So you’ve probably already heard about it a billion times over, but yes, a team of researchers from the Pacific Shark Research Center and the California Academy of Sciences have identified a new ghost shark, publishing their findings in the September issue of Zootaxa. Named Hydrolagus melanophasma, (Hydrolagus the Latin term for ‘water rabbit’ and melanophasma the Latin term for ‘black ghost’) this Eastern Pacific black ghost shark had actually already been discovered as far back as 1947, as the preserved specimens kept at the Scripps Oceanographic Institute would indicate, but it wasn’t until a live individual was filmed off the coast of Southern California using the Monterey Bay Aquarium Research Institute ROV and compared to the museum specimens that the researchers realised the species had never been formerly identified.
This ghost shark, (which is actually not a shark but a cartilaginous type of fish called a chimaera, that as a group branched off from the shark lineage around 400 million years ago) has been generating a lot of attention because of its unique appearance and curious appendages. As is characteristic to male chimaeras, the large, blackish-purple Hydrolagus melanophasma has what scientists speculate are specific types of sex organs, or ‘tenacula,’ sprouting from its forehead, near its pelvis, and in front of its pelvic fins, which essentially look like little clubs covered with spikes. But while it has been suggested that these organs are used by the chimaera to assist with mating, their function is actually quite different from that of the penis, in that they are probably used by the male to grip on to the female, the pelvic tenacula acting as a funnel for the sperm as it is transferred to the female.
So of course while this whole “sex organ in the face” thing is pretty fascinating, I’m not so sure it’s particularly appropriate or sensitive to the Hydrolagus melanophasma’s feelings to be calling it “freaky” and “bizarre” all the time and making jokes of a sexual nature at his expense, especially since we’ve really only just met. And besides, I’m willing to bet that the Hydrolagus melanophasma has already had his fair share of ridicule, having grown up around a whole lot of sea creatures who don’t have sex organs in their faces, because, you know, kids can be pretty cruel about that kind of stuff.
It probably started with a young Hydrolagus melanophasma having an awesome time playing Brandings or something in front of the spiny dogfish’s cave with a bunch of other primary school sea creatures. Then just when the umbrella crab is about to peg a rather large anemone kinda hard at him, the Hydrolagus melanophasma’s sex organ will accidentally start clasping idly at nothing in particular and the umbrella crab will be all, “Eww! Hydrolagus melanophasma has aliens coming out of his face!
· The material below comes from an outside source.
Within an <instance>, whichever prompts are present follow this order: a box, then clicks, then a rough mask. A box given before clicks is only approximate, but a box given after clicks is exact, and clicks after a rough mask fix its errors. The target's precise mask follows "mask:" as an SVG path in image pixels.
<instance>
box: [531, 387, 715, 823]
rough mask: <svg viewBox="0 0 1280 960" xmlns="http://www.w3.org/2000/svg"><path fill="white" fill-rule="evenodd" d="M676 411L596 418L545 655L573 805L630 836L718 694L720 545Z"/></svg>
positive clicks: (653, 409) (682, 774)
RUN!!” And poor Hydrolagus melanophasma will be super-embarrassed and confused, and will try hiding with a couple of wolf eels behind a sunken oil drum before getting squealed at and shoved away, because of his “gross alien germs,” and such.
So the Hydrolagus melanophasma will go home to ask his parents if he really does have aliens coming out of his face, and Mum and Dad Hydrolagus melanophasma will briefly whisper something to each other, coming to the conclusion that he’s probably old enough to have “The Talk.” So they’ll sit him down after dinner, mention something about genitals and love, and then inexplicably start blowing whatever the fish version of a condom is up like a balloon. The young Hydrolagus melanophasma will ask what that was supposed to teach him about responsible reproduction, but his dad will tell him not to be smart and The Talk’s over so go watch some cartoons or something.
But soon enough the kids at school will also work out what his face aliens actually are, and this will unfortunately coincide with the exact moment that they discover the joy of the “comeback phrase.” The Hydrolagus melanophasma would be in the canteen line quietly discussing an upcoming chemistry exam with one of the sleeper sharks in his class, and how that video of atoms making out on the dance floor at a disco probably wasn’t as much help as it should have been because instead of learning anything important he spent the whole time wondering how the cartoon was going to successfully carry the metaphor all the way to covalent bonding if the atoms didn’t actually have any genitals, when a heckler from the hungry throng will be all, “Your FACE is a genital!!” And much to the Hydrolagus melanophasma’s mortification, the rest of the sea creatures in the queue will burst into fits of cruel laughter and somebody else will add, “That’s what she said!!” and “I’ll show YOU my genitals!!”
And the Hydrolagus melanophasma will be all, “Whatever, dickheads,” but this will only make the raucous a billion times worse as everyone struggles for enough breath to be the first to manage a spirited, “I know you are, but what am I?!”
The increasingly upset and frustrated Hydrolagus melanophasma will at this stage probably lose it, and start informing everyone that it’s not even a penis, it’s just a clasper, but he won’t make it much further than that before someone cuts in with another, “That’s what she said!!”
And the first thing we all do when we find him is call him a freak. Nice one, guys. Way to make a positive first impression. Jesus.